Invocaciones iniciales

Señor, ten piedad.

Cristo, ten piedad.

Señor, ten piedad.

Cristo, óyenos.

Cristo, escúchanos.

Dios Padre celestial, ten piedad de nosotros.

Dios Hijo, Redentor del mundo, ten piedad de nosotros.

Dios Espíritu Santo, ten piedad de nosotros.

Santa Trinidad, un solo Dios, ten piedad de nosotros.

Invocaciones a la Preciosísima Sangre

Sangre de Cristo, Hijo único del Padre eterno, sálvanos.

Sangre de Cristo, Verbo de Dios encarnado, sálvanos.

Sangre de Cristo, de la alianza nueva y eterna, sálvanos.

Sangre de Cristo, derramada en la agonía del huerto, sálvanos.

Sangre de Cristo, vertida abundantemente en la flagelación, sálvanos.

Sangre de Cristo, derramada en la coronación de espinas, sálvanos.

Sangre de Cristo, vertida en la cruz, sálvanos.

Sangre de Cristo, precio de nuestra salvación, sálvanos.

Sangre de Cristo, sin la cual no hay perdón, sálvanos.

Sangre de Cristo, alimento y purificación de las almas en la Eucaristía, sálvanos.

Sangre de Cristo, río de misericordia, sálvanos.

Sangre de Cristo, vencedora de los demonios, sálvanos.

Sangre de Cristo, fortaleza de los mártires, sálvanos.

Sangre de Cristo, fuerza de los confesores, sálvanos.

Sangre de Cristo, germen de las vírgenes, sálvanos.

Sangre de Cristo, apoyo de quienes están en peligro, sálvanos.

Sangre de Cristo, alivio de los que sufren, sálvanos.

Sangre de Cristo, consuelo en el llanto, sálvanos.

Sangre de Cristo, esperanza de los penitentes, sálvanos.

Sangre de Cristo, consuelo de los moribundos, sálvanos.

Sangre de Cristo, paz y dulzura de los corazones, sálvanos.

Sangre de Cristo, prenda de vida eterna, sálvanos.

Sangre de Cristo, que libera a las almas del purgatorio, sálvanos.

Sangre de Cristo, dignísima de todo honor y gloria, sálvanos.7,3

Invocaciones al Cordero de Dios

Cordero de Dios, que quitas el pecado del mundo, perdónanos, Señor.

Cordero de Dios, que quitas el pecado del mundo, escúchanos, Señor.

Cordero de Dios, que quitas el pecado del mundo, ten misericordia de nosotros.

Versículo y respuesta

V. Nos redimiste, Señor, con tu sangre.

R. Y nos hiciste para nuestro Dios un reino.

Oración

Dios todopoderoso y eterno, que constituiste a tu Hijo unigénito Redentor del mundo y quisiste ser aplacado por su sangre, concede, te rogamos, que veneremos dignamente el precio de nuestra salvación y que, por su poder, quedemos protegidos en la vida presente frente a los males de este mundo, para gozar eternamente de sus frutos en el cielo.

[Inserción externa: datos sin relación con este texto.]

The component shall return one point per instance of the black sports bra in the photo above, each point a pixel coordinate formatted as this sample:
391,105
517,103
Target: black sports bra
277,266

Por el mismo Cristo, nuestro Señor. Amén.3

Significado de las principales invocaciones

«Sangre de Cristo, Hijo único del Padre eterno»

Esta invocación vincula la sangre de Jesús con su identidad divina. El que derrama su sangre en la cruz no es solamente un mártir o un profeta, sino el Hijo eterno hecho hombre. La dignidad de la sangre procede de la unión inseparable entre la humanidad de Cristo y la Persona divina del Verbo.

«Sangre de la alianza nueva y eterna»

La sangre de Cristo sella la alianza definitiva entre Dios y la humanidad. La antigua alianza encuentra su cumplimiento en la entrega de Jesús, y la Eucaristía hace presente sacramentalmente ese misterio.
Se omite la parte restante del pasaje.